Overall, analysis of previous literature on automated binary classification of (I123)FP-CIT images confirms that existing machine learning algorithms are associated with high accuracy, which is generally in excess of accuracy figures reported for human observers alone, and human observers assisted by semi-quantification software. However, given the differences in patient datasets, acquisition protocols and analysis methods direct comparison between these different approaches to diagnosis is associated with significant uncertainty.
To date there has not been a direct, comprehensive comparison between semi-quantification methods and machine learning in terms of accuracy or any other performance metrics.
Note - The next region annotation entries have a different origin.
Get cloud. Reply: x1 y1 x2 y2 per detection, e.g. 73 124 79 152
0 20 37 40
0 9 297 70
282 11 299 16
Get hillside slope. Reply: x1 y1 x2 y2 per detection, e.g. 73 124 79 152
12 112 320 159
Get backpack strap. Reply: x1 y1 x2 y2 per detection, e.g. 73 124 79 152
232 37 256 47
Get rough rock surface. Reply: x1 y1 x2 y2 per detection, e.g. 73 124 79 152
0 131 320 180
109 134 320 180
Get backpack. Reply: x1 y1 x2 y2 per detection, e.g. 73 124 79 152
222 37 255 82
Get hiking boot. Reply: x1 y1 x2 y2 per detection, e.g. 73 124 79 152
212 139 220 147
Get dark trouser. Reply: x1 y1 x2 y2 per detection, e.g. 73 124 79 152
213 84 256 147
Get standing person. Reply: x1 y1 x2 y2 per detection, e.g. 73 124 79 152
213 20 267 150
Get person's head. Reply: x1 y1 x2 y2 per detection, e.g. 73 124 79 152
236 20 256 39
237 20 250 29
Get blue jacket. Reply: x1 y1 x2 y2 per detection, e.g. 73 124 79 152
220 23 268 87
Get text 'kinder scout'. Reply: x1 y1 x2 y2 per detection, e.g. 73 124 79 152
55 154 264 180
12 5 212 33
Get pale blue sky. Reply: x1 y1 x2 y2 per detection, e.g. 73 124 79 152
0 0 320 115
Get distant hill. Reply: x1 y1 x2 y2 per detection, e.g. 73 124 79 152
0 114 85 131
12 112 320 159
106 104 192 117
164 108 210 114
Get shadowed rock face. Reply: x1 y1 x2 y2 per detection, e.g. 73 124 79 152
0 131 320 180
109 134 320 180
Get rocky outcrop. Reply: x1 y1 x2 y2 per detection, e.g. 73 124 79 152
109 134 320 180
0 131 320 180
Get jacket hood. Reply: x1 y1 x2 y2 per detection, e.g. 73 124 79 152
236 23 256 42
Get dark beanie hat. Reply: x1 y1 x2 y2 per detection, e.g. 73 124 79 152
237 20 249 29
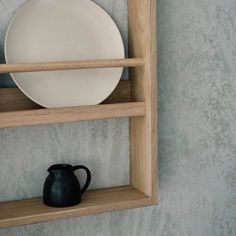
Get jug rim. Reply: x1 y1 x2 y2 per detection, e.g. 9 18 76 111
48 164 73 171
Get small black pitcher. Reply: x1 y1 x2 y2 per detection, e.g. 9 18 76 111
43 164 91 207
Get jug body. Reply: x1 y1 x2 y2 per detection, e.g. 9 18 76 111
43 164 91 207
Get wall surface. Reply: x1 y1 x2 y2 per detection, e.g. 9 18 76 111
0 0 236 236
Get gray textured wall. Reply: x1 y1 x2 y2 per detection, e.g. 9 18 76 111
0 0 236 236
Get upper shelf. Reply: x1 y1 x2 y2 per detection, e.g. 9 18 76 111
0 58 146 128
0 58 145 74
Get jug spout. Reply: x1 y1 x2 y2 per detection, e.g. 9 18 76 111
48 164 73 175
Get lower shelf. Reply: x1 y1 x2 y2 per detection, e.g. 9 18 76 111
0 186 152 228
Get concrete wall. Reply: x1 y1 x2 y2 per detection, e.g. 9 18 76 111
0 0 236 236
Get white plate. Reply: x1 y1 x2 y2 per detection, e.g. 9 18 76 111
5 0 124 108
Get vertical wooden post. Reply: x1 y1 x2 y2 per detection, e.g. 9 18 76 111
128 0 158 204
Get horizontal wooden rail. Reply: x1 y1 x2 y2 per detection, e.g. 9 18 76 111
0 58 144 74
0 186 152 228
0 102 146 128
0 80 131 112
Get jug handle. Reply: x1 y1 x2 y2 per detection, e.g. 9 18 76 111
73 165 91 195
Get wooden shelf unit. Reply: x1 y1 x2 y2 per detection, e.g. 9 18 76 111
0 0 158 228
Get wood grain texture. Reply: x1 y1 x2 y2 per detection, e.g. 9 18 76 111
0 102 146 128
0 186 151 228
0 58 144 74
0 80 130 112
128 0 157 204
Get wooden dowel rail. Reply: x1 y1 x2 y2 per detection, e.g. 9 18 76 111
0 58 145 74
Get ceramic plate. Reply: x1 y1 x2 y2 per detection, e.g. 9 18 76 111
5 0 124 108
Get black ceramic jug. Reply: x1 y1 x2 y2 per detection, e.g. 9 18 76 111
43 164 91 207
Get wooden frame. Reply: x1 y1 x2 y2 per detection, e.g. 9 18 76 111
0 0 158 228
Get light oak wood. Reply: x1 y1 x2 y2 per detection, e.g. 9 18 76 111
0 80 130 112
0 58 144 74
0 102 145 128
128 0 157 204
0 0 158 228
0 186 150 228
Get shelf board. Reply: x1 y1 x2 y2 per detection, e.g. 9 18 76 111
0 58 144 74
0 80 131 112
0 102 146 128
0 186 152 228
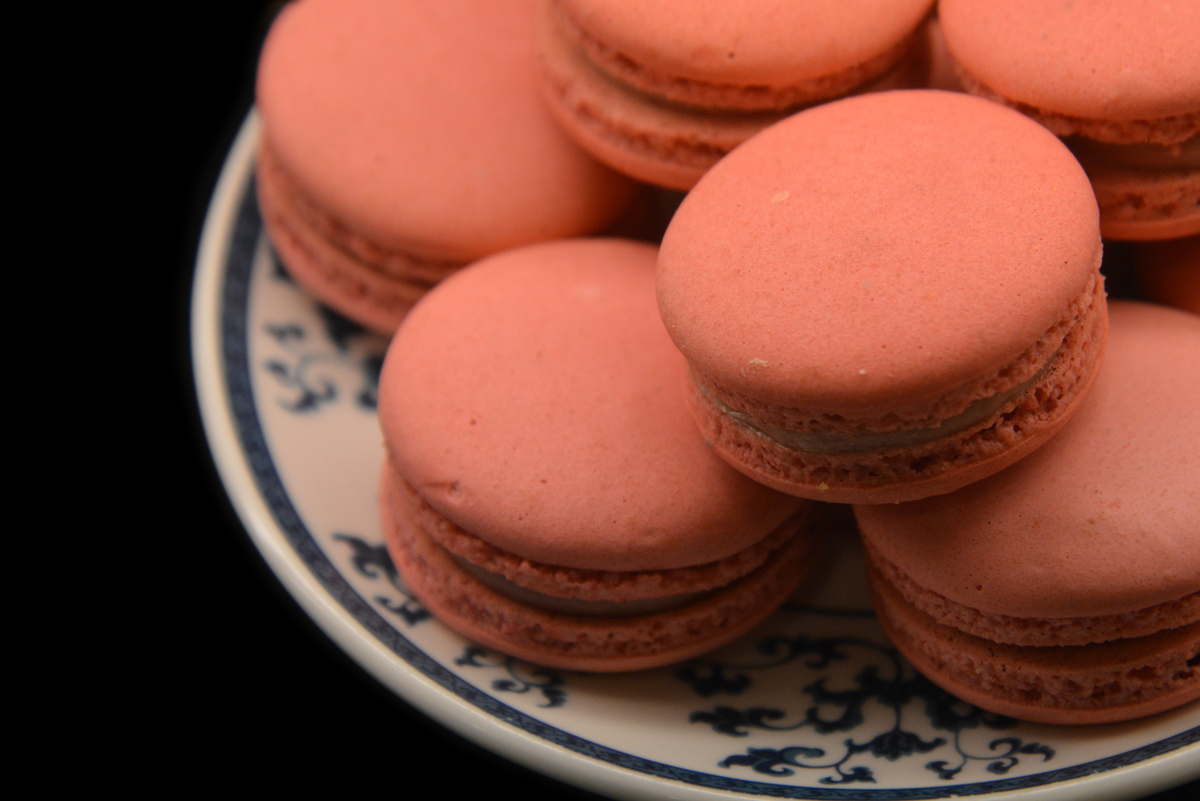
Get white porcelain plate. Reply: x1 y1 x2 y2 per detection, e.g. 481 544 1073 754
192 115 1200 800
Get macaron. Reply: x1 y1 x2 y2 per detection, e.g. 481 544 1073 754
854 301 1200 723
379 239 816 671
538 0 932 189
658 90 1106 504
1133 235 1200 314
256 0 637 333
938 0 1200 240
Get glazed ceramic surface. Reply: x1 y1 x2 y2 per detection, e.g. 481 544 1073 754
192 115 1200 800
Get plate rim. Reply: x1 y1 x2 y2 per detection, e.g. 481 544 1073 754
190 108 1200 801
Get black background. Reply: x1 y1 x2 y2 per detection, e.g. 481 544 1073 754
157 0 1200 801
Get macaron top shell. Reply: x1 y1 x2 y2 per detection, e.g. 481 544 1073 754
379 240 804 571
938 0 1200 121
552 0 932 86
854 302 1200 619
659 90 1100 412
257 0 634 261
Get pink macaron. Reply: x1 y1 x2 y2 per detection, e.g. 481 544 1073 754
938 0 1200 240
854 301 1200 723
379 239 815 671
538 0 932 189
257 0 636 333
658 90 1106 504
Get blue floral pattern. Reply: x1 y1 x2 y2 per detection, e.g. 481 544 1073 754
676 637 1055 784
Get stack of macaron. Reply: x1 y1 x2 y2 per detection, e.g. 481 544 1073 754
248 0 1200 722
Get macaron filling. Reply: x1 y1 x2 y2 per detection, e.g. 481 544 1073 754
863 541 1200 646
955 65 1200 145
389 472 812 606
258 143 463 289
871 561 1200 723
450 554 714 618
548 2 917 113
694 350 1058 454
691 268 1104 457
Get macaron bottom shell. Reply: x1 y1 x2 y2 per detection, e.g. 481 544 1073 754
869 567 1200 725
536 0 930 192
379 466 816 673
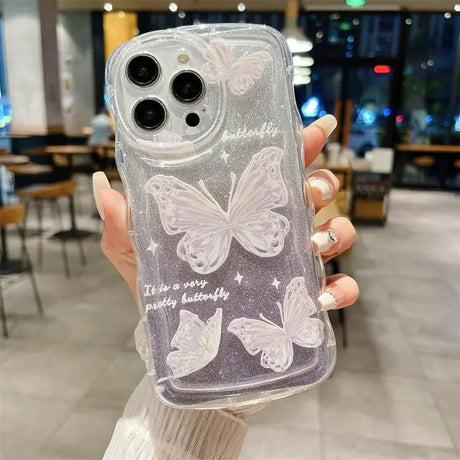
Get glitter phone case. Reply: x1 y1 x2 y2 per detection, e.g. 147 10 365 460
106 24 336 408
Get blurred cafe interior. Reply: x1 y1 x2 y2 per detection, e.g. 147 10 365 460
0 0 460 460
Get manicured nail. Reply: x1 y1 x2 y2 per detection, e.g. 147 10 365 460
93 171 111 221
311 114 337 137
308 177 332 201
311 230 338 252
318 291 339 311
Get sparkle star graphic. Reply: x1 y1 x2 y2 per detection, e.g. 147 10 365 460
233 272 244 286
220 150 230 164
147 240 158 256
272 278 280 289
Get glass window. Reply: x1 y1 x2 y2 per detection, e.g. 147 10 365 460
396 13 460 144
299 12 400 59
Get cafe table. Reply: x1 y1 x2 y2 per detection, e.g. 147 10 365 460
24 144 94 240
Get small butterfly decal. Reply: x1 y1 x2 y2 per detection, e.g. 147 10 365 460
228 277 324 372
144 147 290 274
166 308 222 378
202 38 272 96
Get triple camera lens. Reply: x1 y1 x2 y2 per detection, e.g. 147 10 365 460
126 54 204 131
127 54 160 86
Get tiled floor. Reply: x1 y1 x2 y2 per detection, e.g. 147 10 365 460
0 183 460 460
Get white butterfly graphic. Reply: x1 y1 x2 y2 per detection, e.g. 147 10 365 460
202 38 272 96
144 147 290 274
166 308 222 378
228 277 324 372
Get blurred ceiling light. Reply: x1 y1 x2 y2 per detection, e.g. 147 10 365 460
292 56 315 67
294 67 311 77
345 0 366 8
294 75 311 86
281 0 313 53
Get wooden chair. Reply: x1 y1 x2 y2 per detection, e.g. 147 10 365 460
17 179 86 278
95 143 121 182
0 204 43 337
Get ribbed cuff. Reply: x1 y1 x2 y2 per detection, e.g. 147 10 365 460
154 400 247 460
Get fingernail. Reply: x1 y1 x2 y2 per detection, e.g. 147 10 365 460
311 230 338 252
318 291 339 311
308 177 332 201
311 114 337 137
93 171 111 221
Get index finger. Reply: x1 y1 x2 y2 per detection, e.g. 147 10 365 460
302 115 337 167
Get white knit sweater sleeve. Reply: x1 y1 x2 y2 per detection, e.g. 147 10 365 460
104 376 247 460
104 319 252 460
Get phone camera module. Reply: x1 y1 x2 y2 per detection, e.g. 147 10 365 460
171 71 204 102
127 54 160 86
185 112 200 128
134 99 166 131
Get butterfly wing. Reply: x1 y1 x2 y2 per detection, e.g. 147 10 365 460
201 38 233 84
283 277 324 348
227 318 294 372
228 51 272 96
166 308 222 378
230 147 290 257
145 174 232 274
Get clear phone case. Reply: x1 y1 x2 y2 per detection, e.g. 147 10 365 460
106 24 336 408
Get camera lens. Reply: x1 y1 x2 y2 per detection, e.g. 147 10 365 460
134 99 166 131
127 54 160 86
171 71 203 102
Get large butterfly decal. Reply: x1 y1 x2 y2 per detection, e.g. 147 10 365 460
166 308 222 378
228 277 324 372
202 38 272 96
145 147 290 274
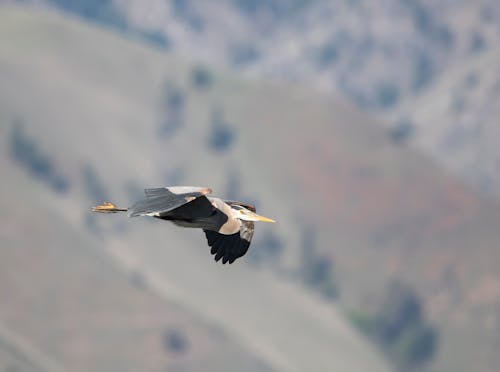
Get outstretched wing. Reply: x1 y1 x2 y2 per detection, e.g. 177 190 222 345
128 186 212 217
203 221 254 264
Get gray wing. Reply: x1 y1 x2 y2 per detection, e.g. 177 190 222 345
129 186 212 217
203 221 254 264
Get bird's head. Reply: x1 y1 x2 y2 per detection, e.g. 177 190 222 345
231 204 276 222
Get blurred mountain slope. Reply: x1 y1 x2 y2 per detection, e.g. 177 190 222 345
392 46 500 203
0 8 388 371
0 5 500 371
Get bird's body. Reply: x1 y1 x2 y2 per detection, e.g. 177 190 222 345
92 186 274 264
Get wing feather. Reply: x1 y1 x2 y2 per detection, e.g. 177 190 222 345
129 186 211 217
203 221 254 264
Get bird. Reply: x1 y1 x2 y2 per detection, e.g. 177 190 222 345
91 186 276 264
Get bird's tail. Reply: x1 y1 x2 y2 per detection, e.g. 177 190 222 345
92 202 128 213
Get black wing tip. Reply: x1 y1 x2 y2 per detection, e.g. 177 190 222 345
204 230 250 265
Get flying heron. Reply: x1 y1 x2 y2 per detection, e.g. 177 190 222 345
92 186 275 264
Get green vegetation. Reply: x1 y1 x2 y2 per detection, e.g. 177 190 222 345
299 228 339 300
349 282 438 371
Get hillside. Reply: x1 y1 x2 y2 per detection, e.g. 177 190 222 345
0 5 500 371
393 47 500 199
0 8 389 371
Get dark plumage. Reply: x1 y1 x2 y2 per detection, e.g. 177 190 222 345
92 186 274 264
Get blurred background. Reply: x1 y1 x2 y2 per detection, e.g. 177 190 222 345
0 0 500 372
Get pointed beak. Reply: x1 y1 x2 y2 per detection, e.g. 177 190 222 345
255 214 276 222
Towey (65) did provide a comparison between two automated classifiers and a limited number of commercial semi-quantification tools. However, the dataset used was relatively small and there was a fundamental bias in the findings in that results for the
semi-quantification approaches were reported from the training data rather than from an
independent test set. Furthermore, no machine learning algorithm has yet been tested in the clinic under realistic reporting conditions (e.g. in support of a human reporter).
If CADx systems based on machine learning algorithms are to be used to benefit patient care these gaps in knowledge need to be filled, which is the main focus of this work.